Let `ABC` be a triangle. Then, given perimeter = `10.4 cm` i.e., `AB + BC + CA = 10.4cm` and two angles are `45^(@) and 120^(@)` .
say `angleB = 45^(@) and angleC = 120^(@)`
Now, to construct the `Delta ABC` use the following steps.
(i) Draw a line segment say XY and equal to perimeter i.e., `AB + BC + CA = 10.4cm` (ii) Make angle `angleLXY = angleB = 45^(@) and angleMYX = angleC = 120^(@)`.
(iii) Bisect `angleLXY and angleMYX` and let these bisectors intersect at a point A (say).
(iv) Draw perpendicular bisectors PQ and RS of AX and AY, respectively.
(v) Let PQ intersect XY at B and RS intersect XY at C. Join AB and AC. Thus , `DeltaABC` is the required triangle.
Justification Since, B lies on the perpendicular bisector PQ of AX.
`:.` XB = AB
Since, C lies on the perpendicular bisector RS of AY.
`:.` CY = AC
Thus, `AB + BC + CA = XB + CY = XY`
Again, `angleBAX = angleAXB` [`because` in `DeltaAXB`, AB = XB]....(i)

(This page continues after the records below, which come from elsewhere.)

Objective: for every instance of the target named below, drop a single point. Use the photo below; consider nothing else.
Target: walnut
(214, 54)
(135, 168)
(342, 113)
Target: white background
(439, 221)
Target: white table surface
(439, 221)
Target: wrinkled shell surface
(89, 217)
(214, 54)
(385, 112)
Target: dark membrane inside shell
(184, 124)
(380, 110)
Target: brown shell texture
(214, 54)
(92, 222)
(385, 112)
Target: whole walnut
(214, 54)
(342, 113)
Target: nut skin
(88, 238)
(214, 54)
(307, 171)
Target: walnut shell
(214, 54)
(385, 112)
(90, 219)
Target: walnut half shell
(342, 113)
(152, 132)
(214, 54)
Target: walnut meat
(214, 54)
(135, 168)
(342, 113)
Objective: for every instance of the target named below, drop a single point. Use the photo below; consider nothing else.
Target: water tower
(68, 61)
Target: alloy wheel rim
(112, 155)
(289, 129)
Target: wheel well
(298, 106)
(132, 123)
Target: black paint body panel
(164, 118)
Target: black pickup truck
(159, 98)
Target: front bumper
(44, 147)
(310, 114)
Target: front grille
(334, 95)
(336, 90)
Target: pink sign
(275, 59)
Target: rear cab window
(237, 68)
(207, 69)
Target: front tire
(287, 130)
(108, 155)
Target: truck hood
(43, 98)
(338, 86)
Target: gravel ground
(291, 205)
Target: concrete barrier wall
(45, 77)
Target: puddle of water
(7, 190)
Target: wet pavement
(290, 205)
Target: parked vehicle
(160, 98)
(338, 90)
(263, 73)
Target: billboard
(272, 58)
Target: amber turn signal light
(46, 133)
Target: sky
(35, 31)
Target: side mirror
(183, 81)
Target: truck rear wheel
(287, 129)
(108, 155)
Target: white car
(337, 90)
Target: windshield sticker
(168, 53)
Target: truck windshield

Also, `angleABC = angleBAX + angleAXB` [`because angleABC` is an exterior angle of `DeltaAXB`]
= `angle AXB + angleAXB` [from Eq. (i)]
= `2 angleAXB= angleLXY` [`because` AX is a bisector of `angleLXB`]
Also, `angleCAY = angleAYC` [`because in DeltaAYC`, AC = CY]
`:. angleACB = angleCAY + angleAYC` [`because angle ACB` is an exterior angle of `DeltaAYC`]
= `angleCAY + angleCAY`
= `2 angleCAY = angleMYX` [`because` AY is a bisector of `angleMYX`]
Thus, our construction is justified.